Guy Kawasaki had a nice post last week on the “Art of Distribution“. His conclusions on partnerships are spot on – among them:
“You understand what your partner wants. If it’s anything besides “additional revenue,” you’re missing the boat”
“Your challenge will be scaling up fast enough. I’ve never seen scaling up be the gating item on a distribution deal”
Having built a “partner” program from scratch at my former company, I came to quickly realize that alliances at an early stage company must be, above all else, realistic in scope and motivated primarily (if not solely) by clear revenue expectations.
The one important point that I disagree with Guy on concerns product adoption cycles and is an area that I hope to explore both in my academic research here at school and beyond. Guy writes:
“when you’re introducing a product (which is when you need distribution the most), you don’t know who will use your product and what they’ll do with it. As Chairman Mao said, “Let a hundred flowers blossom.”

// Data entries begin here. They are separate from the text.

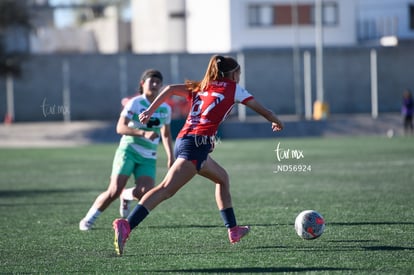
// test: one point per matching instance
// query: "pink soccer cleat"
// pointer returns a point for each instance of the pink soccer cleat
(237, 232)
(122, 230)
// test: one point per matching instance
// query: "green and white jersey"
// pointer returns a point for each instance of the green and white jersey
(162, 116)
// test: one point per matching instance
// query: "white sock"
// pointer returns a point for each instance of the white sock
(92, 215)
(127, 194)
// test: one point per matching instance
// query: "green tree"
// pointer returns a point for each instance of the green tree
(13, 13)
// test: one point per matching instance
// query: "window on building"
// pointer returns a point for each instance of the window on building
(261, 15)
(411, 17)
(285, 15)
(330, 13)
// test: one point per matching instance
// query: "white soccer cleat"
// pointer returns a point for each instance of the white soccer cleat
(84, 225)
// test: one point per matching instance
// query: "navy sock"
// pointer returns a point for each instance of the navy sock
(228, 217)
(137, 215)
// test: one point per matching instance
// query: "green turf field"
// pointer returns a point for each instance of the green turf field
(364, 187)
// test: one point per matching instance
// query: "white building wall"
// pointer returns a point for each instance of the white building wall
(378, 18)
(222, 26)
(244, 36)
(208, 26)
(153, 29)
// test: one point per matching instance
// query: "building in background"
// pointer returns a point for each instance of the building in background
(202, 26)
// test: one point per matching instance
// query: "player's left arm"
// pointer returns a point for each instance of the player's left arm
(256, 106)
(168, 144)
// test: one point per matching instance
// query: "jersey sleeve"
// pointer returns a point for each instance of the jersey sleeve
(242, 95)
(169, 114)
(127, 111)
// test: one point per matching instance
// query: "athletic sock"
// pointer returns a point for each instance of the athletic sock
(228, 217)
(127, 194)
(92, 215)
(137, 215)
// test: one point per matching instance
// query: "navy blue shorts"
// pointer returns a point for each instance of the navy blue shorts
(194, 149)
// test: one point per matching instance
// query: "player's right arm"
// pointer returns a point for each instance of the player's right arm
(277, 125)
(170, 90)
(122, 128)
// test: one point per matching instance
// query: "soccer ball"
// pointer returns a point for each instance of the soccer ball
(309, 224)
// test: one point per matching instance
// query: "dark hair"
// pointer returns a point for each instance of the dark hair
(218, 67)
(147, 74)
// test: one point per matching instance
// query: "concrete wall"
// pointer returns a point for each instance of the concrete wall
(96, 89)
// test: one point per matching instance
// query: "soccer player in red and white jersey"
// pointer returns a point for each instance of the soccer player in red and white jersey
(211, 101)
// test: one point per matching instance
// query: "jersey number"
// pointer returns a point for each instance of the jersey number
(198, 104)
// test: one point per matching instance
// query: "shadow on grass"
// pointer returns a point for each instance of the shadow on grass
(367, 223)
(387, 248)
(40, 192)
(252, 270)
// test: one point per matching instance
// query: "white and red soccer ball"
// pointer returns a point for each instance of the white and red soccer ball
(309, 224)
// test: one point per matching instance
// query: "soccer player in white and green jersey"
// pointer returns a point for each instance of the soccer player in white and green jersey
(137, 150)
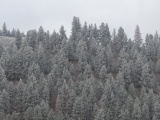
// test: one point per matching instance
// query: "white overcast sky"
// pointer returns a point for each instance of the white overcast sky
(51, 14)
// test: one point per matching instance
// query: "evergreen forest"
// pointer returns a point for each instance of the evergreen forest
(94, 74)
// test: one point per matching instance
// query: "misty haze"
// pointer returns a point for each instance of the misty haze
(80, 60)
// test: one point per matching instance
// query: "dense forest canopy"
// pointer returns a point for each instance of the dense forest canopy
(95, 74)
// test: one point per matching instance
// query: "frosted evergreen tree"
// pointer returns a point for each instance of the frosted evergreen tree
(41, 35)
(105, 36)
(2, 73)
(51, 115)
(18, 40)
(150, 48)
(103, 74)
(147, 77)
(35, 69)
(145, 112)
(19, 96)
(82, 60)
(77, 109)
(15, 116)
(32, 40)
(37, 113)
(5, 102)
(69, 104)
(138, 71)
(84, 106)
(28, 115)
(64, 96)
(76, 30)
(100, 114)
(137, 113)
(126, 73)
(137, 37)
(120, 37)
(95, 33)
(58, 106)
(4, 29)
(158, 66)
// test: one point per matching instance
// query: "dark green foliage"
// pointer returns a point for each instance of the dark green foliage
(90, 76)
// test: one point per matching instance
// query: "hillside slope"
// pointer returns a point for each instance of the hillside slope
(6, 40)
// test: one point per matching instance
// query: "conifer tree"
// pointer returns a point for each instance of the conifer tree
(137, 36)
(18, 40)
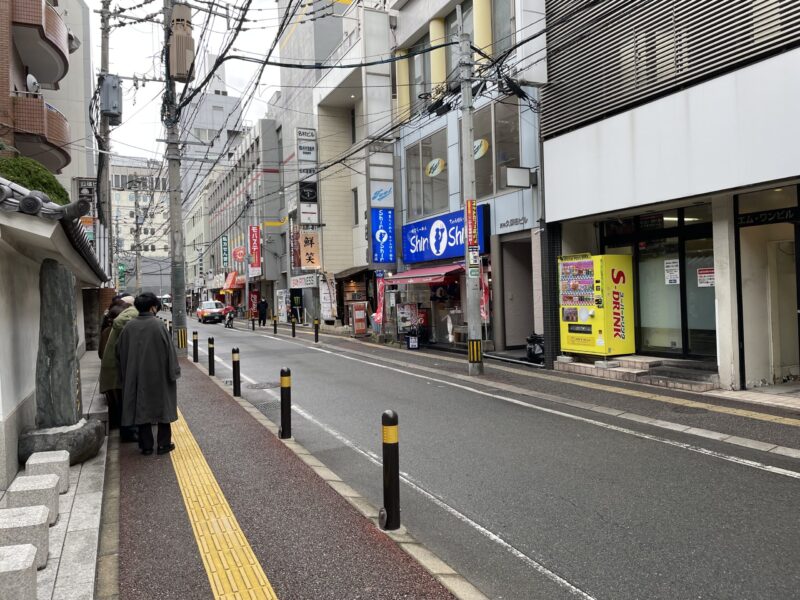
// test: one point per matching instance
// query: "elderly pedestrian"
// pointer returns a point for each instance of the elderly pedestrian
(149, 371)
(109, 381)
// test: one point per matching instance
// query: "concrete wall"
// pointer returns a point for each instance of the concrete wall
(733, 131)
(18, 349)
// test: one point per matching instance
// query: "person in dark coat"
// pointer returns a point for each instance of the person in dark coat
(262, 312)
(149, 370)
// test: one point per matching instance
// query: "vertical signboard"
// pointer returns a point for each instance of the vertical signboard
(225, 252)
(383, 235)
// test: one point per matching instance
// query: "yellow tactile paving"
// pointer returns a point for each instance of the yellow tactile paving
(232, 567)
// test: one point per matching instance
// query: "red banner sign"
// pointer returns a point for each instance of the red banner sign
(255, 246)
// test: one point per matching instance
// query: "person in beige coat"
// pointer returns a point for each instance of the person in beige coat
(109, 383)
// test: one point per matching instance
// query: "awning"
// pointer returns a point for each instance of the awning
(426, 275)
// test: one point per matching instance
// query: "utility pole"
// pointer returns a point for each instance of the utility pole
(104, 180)
(471, 251)
(178, 263)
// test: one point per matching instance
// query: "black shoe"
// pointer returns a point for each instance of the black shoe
(165, 449)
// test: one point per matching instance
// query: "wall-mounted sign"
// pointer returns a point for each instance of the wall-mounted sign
(306, 134)
(308, 191)
(307, 151)
(383, 235)
(382, 194)
(479, 148)
(435, 167)
(439, 237)
(309, 250)
(225, 251)
(309, 213)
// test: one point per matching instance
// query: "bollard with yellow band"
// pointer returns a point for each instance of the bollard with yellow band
(285, 431)
(237, 382)
(181, 335)
(475, 351)
(389, 515)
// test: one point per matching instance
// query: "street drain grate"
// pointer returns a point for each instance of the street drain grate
(264, 385)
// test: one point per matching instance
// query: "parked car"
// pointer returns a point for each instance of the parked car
(211, 311)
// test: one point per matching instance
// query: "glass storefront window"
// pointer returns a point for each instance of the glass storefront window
(506, 127)
(426, 174)
(780, 197)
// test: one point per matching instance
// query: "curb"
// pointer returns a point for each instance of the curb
(456, 584)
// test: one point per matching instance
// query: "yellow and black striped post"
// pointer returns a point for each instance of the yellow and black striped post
(181, 331)
(237, 383)
(475, 350)
(389, 515)
(285, 431)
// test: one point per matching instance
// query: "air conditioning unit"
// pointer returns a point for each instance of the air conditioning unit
(181, 50)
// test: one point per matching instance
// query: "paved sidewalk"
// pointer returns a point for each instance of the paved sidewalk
(234, 504)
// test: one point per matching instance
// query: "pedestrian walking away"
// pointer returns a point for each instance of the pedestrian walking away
(117, 317)
(149, 371)
(262, 307)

I would concede that the consumer web services space that Guy is focused on in his post is a more hospitable environment to this shotgun style marketing approach than most markets. Even so, I think it assumes a somewhat haphazard approach to the fate of your product.
Even though resource barriers-to-entry for startups have declined and burn rates decreased, I believe entrepreneurs must remain laser focused on a clear business model and customer set. In my opinion, market sprawl, while potentially allowing for some creative interpretation by users, is much more likely to distract an early stage company than it is to produce the hidden home-run. While it might be nice to allow “a hundred flowers to blossom”, most ventures can realistically only afford (in time, resources, and capital) to water one or two promising plants.
With increasingly crowded early stage niches, I think it is even more imperative that entrepreneurs have both a clear sense of their market (and market size) as well as the likely diffusion path of their product into that market. Will these analyses be perfect? Absolutely not. But the more thought, assumptions, sanity checks, and stress tests that a company places on its strategy early on, the more likely it will present a clear, compelling value proposition to customers.
I think that there are great strides that could be made in helping young companies to better quantitatively model these diffusion patterns and I have a newfound sense of enthusiasm for exploring the topic.